Роберт Балакшин ВАЛЕРКА Рассказ
Памяти друга детства
Когда мне было лет десять-одиннадцать, сестра моя вместе с мужем жила на улице Герцена. У сестры родился ребёнок – мой племянник Серёжа, и меня посылали водиться с ним.
Квартира была коммунальная. Двое на кухне. У соседей был сын – Валерка. Мы с ним подружились. Дети быстро находят друзей. Уложив Серёжу спать, мы с Валеркой играли в настольную игру, передвигая разноцветные фишки, путешествовали по Советскому Союзу. Оба мы любили географию.
Конечно, во дворе вместе со всеми мы играли в прятки, в «колдунчика», в испорченный телефон. Зимой бегали на горку на берегу реки, я бывал у Валерки в гостях, пил чай из самовара, и как-то заспорил с его отцом, который в разговоре сказал, что столица США – Нью-Йорк. Я возразил, что столица Вашингтон. Он утверждал своё, я не уступал. Видимо, его вывело из себя, что 11-летний мальчишка спорит с ним. Он нахмурился, сжал крепкие, тугие кулаки. Мать Валерки прервала спор, не больно шлёпнула меня по плечу и сказала: «Хватит!» Я хотел спорить дальше, но Валерка пнул меня под столом, и я замолчал.
Вскоре сестра моя переехала на новую квартиру, я стал редко видеться с другом.
Как передать моё потрясение, ужас, когда года через два я узнал, что дружка моего, Валерку, убили. Зарезали.
Я поделился ужасной новостью со своим одноклассником. Он равнодушно сказал, что конечно, жалко Валерку, но что-то подобное можно было ожидать.
Окрестные подростки не любили, боялись Валеркиного отца. Он был участковым милиционером. Недалеко от нас строился жилой кирпичный дом. Ребята вечерами бегали по стройке, озоруя, разбирали свежую кладку, забрались в подсобку, что-то взяли там. Отец Валерки отвечал за порядок на своём участке. Бил пойманных им ребят, «колол» их. В разговоре клал руку на затылок задержанного и внезапно, с силой ударял лицом о стол. Перепуганный мальчишка обливался кровью из разбитого носа, ревел от боли. Ребята звали Валеркиного отца не иначе, как Ванька-колун.

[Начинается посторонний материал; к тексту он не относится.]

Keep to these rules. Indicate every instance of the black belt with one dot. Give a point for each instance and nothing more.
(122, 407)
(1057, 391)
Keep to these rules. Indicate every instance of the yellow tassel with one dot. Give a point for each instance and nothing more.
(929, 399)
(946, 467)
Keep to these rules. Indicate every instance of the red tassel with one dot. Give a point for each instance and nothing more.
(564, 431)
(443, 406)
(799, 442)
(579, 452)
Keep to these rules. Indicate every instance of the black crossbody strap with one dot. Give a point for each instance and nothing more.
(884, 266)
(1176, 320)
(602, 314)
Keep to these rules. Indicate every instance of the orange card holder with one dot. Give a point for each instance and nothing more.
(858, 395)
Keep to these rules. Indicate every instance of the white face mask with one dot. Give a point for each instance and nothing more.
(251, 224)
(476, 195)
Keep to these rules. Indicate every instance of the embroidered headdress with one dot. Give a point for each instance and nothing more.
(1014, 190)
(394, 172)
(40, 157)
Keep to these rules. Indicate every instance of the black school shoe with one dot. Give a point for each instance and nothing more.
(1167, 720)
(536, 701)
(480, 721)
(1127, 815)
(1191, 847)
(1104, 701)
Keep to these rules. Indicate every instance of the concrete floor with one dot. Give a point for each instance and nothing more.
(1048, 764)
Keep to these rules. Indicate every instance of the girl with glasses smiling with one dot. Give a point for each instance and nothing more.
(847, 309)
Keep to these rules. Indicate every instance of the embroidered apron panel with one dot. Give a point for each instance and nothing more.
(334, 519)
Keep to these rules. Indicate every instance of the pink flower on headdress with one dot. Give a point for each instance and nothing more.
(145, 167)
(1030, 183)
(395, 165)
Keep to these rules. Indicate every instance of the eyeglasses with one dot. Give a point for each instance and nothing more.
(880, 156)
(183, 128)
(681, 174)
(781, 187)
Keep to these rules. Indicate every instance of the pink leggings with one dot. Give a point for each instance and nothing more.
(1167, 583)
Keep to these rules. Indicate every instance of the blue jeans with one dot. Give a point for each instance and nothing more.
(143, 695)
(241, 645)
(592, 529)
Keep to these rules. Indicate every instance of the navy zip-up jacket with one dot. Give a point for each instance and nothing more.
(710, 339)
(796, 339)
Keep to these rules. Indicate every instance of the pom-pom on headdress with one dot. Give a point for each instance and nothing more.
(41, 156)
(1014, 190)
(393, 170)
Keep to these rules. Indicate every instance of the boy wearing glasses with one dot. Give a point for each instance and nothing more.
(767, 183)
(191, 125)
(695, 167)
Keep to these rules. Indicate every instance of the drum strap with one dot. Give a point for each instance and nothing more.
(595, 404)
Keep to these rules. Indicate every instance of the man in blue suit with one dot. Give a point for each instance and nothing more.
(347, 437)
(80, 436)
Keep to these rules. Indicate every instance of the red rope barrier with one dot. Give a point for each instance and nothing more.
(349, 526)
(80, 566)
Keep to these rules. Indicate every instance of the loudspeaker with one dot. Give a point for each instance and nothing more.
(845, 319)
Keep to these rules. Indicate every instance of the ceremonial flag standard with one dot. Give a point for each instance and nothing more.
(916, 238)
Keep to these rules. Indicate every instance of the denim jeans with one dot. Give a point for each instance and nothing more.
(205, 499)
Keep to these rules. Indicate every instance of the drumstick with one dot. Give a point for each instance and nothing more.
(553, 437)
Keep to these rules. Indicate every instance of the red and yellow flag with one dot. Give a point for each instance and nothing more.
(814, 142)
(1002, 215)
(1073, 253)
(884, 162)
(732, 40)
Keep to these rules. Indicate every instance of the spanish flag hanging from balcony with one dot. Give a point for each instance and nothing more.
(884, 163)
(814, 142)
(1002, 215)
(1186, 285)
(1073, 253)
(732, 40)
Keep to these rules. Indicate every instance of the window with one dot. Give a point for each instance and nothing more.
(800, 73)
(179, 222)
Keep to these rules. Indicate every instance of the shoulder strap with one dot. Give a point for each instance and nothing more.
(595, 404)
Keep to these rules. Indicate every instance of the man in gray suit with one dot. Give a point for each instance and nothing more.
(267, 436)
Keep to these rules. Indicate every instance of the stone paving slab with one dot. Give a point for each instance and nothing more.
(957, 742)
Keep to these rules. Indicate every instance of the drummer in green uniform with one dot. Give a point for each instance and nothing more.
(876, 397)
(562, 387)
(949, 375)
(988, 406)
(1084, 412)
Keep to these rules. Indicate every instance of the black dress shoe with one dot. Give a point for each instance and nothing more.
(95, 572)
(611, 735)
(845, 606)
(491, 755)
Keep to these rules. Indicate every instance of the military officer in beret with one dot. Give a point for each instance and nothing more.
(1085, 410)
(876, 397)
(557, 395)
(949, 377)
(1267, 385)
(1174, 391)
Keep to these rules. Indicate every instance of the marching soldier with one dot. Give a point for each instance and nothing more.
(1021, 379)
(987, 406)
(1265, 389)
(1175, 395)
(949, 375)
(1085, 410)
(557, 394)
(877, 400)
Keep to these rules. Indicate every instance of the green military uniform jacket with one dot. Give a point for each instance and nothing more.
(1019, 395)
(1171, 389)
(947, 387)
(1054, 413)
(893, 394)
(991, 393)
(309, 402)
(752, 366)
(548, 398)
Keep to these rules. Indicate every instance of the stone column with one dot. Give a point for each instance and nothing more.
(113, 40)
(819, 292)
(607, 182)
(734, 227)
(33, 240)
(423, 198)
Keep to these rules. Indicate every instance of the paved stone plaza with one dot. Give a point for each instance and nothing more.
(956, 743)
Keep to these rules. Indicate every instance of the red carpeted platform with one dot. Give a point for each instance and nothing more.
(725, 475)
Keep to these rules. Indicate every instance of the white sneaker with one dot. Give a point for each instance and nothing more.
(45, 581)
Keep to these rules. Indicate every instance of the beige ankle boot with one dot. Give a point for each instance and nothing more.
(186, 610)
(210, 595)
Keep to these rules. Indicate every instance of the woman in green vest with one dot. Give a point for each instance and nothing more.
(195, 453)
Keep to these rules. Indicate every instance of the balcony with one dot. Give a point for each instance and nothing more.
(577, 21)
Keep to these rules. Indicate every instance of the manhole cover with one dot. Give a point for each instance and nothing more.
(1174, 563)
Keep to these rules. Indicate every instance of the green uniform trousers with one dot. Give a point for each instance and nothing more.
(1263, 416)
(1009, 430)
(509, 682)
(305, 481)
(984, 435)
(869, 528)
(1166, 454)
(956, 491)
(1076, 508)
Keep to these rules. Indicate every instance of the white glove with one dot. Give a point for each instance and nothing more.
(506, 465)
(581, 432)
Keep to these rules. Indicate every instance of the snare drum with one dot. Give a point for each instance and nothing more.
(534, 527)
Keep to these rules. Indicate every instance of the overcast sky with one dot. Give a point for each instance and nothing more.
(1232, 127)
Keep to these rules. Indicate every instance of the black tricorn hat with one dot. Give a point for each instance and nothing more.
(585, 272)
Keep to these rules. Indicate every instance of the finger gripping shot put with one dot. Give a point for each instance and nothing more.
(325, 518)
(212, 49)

Я содрогнулся от этого «можно ожидать». Ладно, отец был такой, но Валерка-то при чём? Он никого не «колол» и, вообще, был похож на пионера с плаката: круглощёкий, смешливый, с весёлым неунывающим взглядом, с задорным вихром волос.
Я недавно оказался в тех местах, зашёл во двор, где мы играли детьми. Ряд деревянных домов, когда-то принадлежавших железнодорожному ведомству. Я остановился у того дома, задумался, прихлынули воспоминания, послышались дальние голоса. И почудилось (со старыми людьми это бывает), что выбежит сейчас из-за сараек смеющийся, весь лучезарный Валерка, с воздушным змеем, прижатым к груди.
Нашли его за сарайками. Лежит в крапиве мальчик, ребёнок, раскинув свои ручонки, голубенькая рубашонка вся пропитана кровью. Мать Валеры рубашку не стирала, так и хранила в комоде. Бурого цвета, только один рукав голубой. Откроет, бывало, комод, посмотрит на рубашку, зарыдает. И снова ящик задвинет. Детей у них больше не было. Когда мать умерла, рубашку сына ей в гроб положили.
Самого отца побоялись убить. Он здоровый мужчина, с крутой бычьей шеей, низким потным лбом, упорным взглядом глаз и увесистыми кулаками. Если на разу не положишь, он драться будет. Решили отомстить на сыне. Его заманили за сарайки. Позвали зачем-то, он доверчиво пошёл.
Кто убил его? Дитя, невинного мальчугана, который не может отвечать за своего отца. Видать, ненависть к отцу была так сильна и жгуча, что в чьей-то выгоревшей, слепой от ненависти и злобе душе налилось, как опухоль, желание отомстить. Валерку несколько раз ударили в спину ножом.
Нам, мелюзге, не было дела, чем занимается Валеркин отец, но старшие парни не любили его и не раз говорили о нём со злостью матерными словами.
Убийца Валерки, наверное, жив до сих пор. Как-то встретит его Господь на том свете? А тебе, милый дружок, вечная радость и вечная память. Ты озарил мои дни своим смехом, простодушной, сердечной детской улыбкой.
Из глубины лет, разделяющих нас, шлю тебе светлый привет и улыбку. До свидания, дорогой мальчик, так и не ставший юношей, мужчиной. Едва ли ты узнаешь меня, когда и я, но уже седой и старый, приду в твою страну, иде же несть ни печаль, ни воздыхания. Но я узнаю тебя.